Recent findings show that a heterogeneous-ISA chip multiprocessor that exploits diversity offered by multiple ISAs can outperform the best same-ISA homogeneous architecture by as much as 21% with 23% energy savings and a reduction of 32% in Energy Delay Product. AMD's 2014 announcement on its pin-compatible ARM and x86 SoCs, codename Project Skybridge,
suggested a heterogeneous-ISA chip multiprocessor in the making.
Heterogeneous CPU topology
A system with heterogeneous CPU topology is a system where the same ISA is used, but the cores themselves are different in speed. The setup is more similar to a symmetric multiprocessor. There are typically two types of cores: a higher performance core usually known as a "big" or P-core and a more power efficient core usually known as a "small" or E-core. The terms P- and E-cores are usually used in relation to Intel's implementation of hetereogeneous computing, while the terms big and little cores are usually used in relation to the ARM architecture. Some processors have three categories of core, prime, performance and efficiency cores, with prime cores having higher performance than performance cores; a prime core is known as "big", a performance core is known as "medium", and an efficiency core is known as "small".A common use of such topology is to provide better power efficiency, especially in mobile SoCs.

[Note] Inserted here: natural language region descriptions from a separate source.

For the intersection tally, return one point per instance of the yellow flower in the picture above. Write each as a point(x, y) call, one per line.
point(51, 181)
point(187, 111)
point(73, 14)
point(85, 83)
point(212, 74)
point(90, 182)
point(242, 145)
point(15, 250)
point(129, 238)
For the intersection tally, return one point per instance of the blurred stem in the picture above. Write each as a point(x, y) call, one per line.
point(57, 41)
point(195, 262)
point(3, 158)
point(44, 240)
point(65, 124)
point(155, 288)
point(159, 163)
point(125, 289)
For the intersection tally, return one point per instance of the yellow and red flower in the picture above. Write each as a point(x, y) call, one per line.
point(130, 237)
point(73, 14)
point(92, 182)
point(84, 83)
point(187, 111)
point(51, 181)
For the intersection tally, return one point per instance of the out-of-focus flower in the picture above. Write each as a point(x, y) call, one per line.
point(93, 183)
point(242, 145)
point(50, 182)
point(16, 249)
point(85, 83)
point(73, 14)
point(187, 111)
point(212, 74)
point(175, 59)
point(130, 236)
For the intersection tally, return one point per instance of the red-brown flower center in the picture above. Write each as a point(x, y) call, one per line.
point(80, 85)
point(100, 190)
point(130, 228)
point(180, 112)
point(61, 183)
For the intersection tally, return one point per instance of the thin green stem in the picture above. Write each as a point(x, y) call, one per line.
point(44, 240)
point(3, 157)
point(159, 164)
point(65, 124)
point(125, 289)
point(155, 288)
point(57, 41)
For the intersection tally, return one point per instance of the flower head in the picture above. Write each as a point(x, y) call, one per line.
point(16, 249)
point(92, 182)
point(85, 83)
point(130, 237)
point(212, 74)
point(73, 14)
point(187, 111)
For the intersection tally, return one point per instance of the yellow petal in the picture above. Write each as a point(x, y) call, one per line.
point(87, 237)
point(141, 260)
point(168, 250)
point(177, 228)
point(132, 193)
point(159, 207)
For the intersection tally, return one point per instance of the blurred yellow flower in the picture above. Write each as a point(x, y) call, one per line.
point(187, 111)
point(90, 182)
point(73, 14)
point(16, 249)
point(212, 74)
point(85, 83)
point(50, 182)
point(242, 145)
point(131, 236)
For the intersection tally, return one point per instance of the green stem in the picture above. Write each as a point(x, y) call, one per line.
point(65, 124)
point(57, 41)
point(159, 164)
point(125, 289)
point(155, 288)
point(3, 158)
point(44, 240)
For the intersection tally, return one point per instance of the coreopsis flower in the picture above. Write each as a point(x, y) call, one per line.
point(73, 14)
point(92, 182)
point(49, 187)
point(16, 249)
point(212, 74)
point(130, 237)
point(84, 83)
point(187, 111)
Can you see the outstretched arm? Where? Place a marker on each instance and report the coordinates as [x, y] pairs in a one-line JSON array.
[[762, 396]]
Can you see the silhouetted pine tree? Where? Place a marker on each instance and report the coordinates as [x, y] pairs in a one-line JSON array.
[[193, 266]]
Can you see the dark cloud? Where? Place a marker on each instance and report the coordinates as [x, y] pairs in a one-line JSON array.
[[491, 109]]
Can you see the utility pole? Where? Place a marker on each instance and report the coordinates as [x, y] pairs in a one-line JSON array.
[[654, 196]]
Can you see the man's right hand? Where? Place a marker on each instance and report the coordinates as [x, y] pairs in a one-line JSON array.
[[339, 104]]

- ARM big.LITTLE is the prototypical case, where faster high-power cores are combined with slower low-power cores.
- Apple has produced Apple silicon SoCs with similar organization.

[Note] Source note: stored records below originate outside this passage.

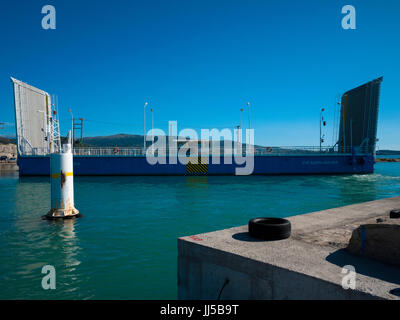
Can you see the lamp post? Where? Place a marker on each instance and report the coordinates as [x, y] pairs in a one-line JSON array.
[[152, 128], [321, 121], [248, 105], [144, 129], [72, 130]]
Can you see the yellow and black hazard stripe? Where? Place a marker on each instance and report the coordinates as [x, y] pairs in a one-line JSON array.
[[196, 167]]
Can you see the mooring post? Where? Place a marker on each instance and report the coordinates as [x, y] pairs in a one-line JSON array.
[[62, 184]]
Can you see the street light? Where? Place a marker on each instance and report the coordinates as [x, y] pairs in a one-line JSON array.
[[248, 105], [144, 131], [321, 122], [72, 128], [152, 129]]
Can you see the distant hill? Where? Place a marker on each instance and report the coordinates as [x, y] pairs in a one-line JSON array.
[[388, 152], [5, 140], [120, 140]]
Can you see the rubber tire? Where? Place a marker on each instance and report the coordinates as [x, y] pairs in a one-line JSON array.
[[395, 214], [270, 228]]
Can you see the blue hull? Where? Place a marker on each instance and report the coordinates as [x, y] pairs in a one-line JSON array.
[[263, 165]]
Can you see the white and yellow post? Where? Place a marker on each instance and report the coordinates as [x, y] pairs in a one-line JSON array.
[[62, 184]]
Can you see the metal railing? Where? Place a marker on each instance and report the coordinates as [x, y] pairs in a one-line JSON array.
[[258, 151]]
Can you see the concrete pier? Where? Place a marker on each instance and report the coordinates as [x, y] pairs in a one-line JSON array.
[[229, 264]]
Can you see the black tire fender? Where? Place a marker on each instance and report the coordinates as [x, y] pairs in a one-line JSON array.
[[270, 228]]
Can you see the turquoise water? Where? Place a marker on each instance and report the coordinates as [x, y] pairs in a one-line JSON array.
[[125, 245]]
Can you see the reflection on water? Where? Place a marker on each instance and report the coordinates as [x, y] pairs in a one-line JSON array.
[[125, 245]]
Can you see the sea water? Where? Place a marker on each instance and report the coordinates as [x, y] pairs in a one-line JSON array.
[[125, 246]]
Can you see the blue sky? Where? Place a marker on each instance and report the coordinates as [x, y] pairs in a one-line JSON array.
[[199, 62]]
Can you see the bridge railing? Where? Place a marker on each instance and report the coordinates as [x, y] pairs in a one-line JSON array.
[[258, 151]]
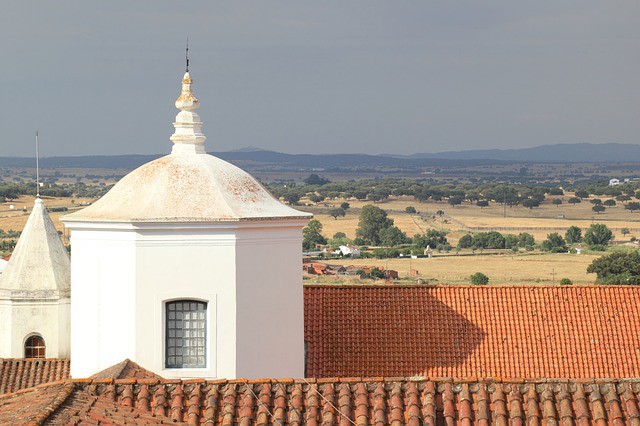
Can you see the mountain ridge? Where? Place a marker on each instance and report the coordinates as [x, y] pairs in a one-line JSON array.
[[558, 153]]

- Intel has also produced hybrid x86-64 chips codenamed Lakefield, although not without major limitations in instruction set support. The newer Alder Lake reduces the sacrifice by adding more instruction set support to the "small" core.
Challenges
Heterogeneous computing systems present new challenges not found in typical homogeneous systems. The presence of multiple processing elements raises all of the issues involved with homogeneous parallel processing systems, while the level of heterogeneity in the system can introduce non-uniformity in system development, programming practices, and overall system capability. Areas of heterogeneity can include:; ISA or instruction-set architecture
; ABI or application binary interface
; API or application programming interface
; Low-Level Implementation of Language Features
; Memory Interface and Hierarchy
; Interconnect
; Performance
;Development tools
;Data Partitioning
Example hardware
Heterogeneous computing hardware can be found in every domain of computing—from high-end servers and high-performance computing machines all the way down to low-power embedded devices including mobile phones and tablets.- High Performance Computing
- * Cydra-5
- * Cray XD1
- * SRC Computers SRC-6 and SRC-7
- Embedded Systems
- *Texas Instruments OMAP
- * Analog Devices Blackfin
- *Qualcomm Snapdragon
- *Nvidia Tegra
- *Samsung Exynos
- *Apple "A" series
- *Movidius Myriad Vision processing units, which includes several symmetric processors, complemented by fixed function units, and a pair of SPARC based controllers.
- *HiSilicon Kirin SoCs
- *MediaTek SoCs
- *Cadence Design Systems Tensilica DSPs
- Reconfigurable Computing
- * Xilinx Field-programmable gate array and Zynq and Versal Platforms
- * Intel "Stellarton"
- Networking
- * Intel IXP Network Processors
- General Purpose Computing, Gaming, and Entertainment Devices
- *Intel Sandy Bridge, Ivy Bridge, and Haswell CPUs
- * AMD Excavator and Ryzen APUs
- * IBM Cell, found in the PlayStation 3
- ** SpursEngine, a variant of the IBM Cell processor
- * Emotion Engine, found in the PlayStation 2
- *ARM big.LITTLE/DynamIQ CPU architecture
- ** Nearly all ARM vendors offer heterogeneous solutions; ARM, Qualcomm, Nvidia, Apple, Samsung, HiSilicon, MediaTek, etc.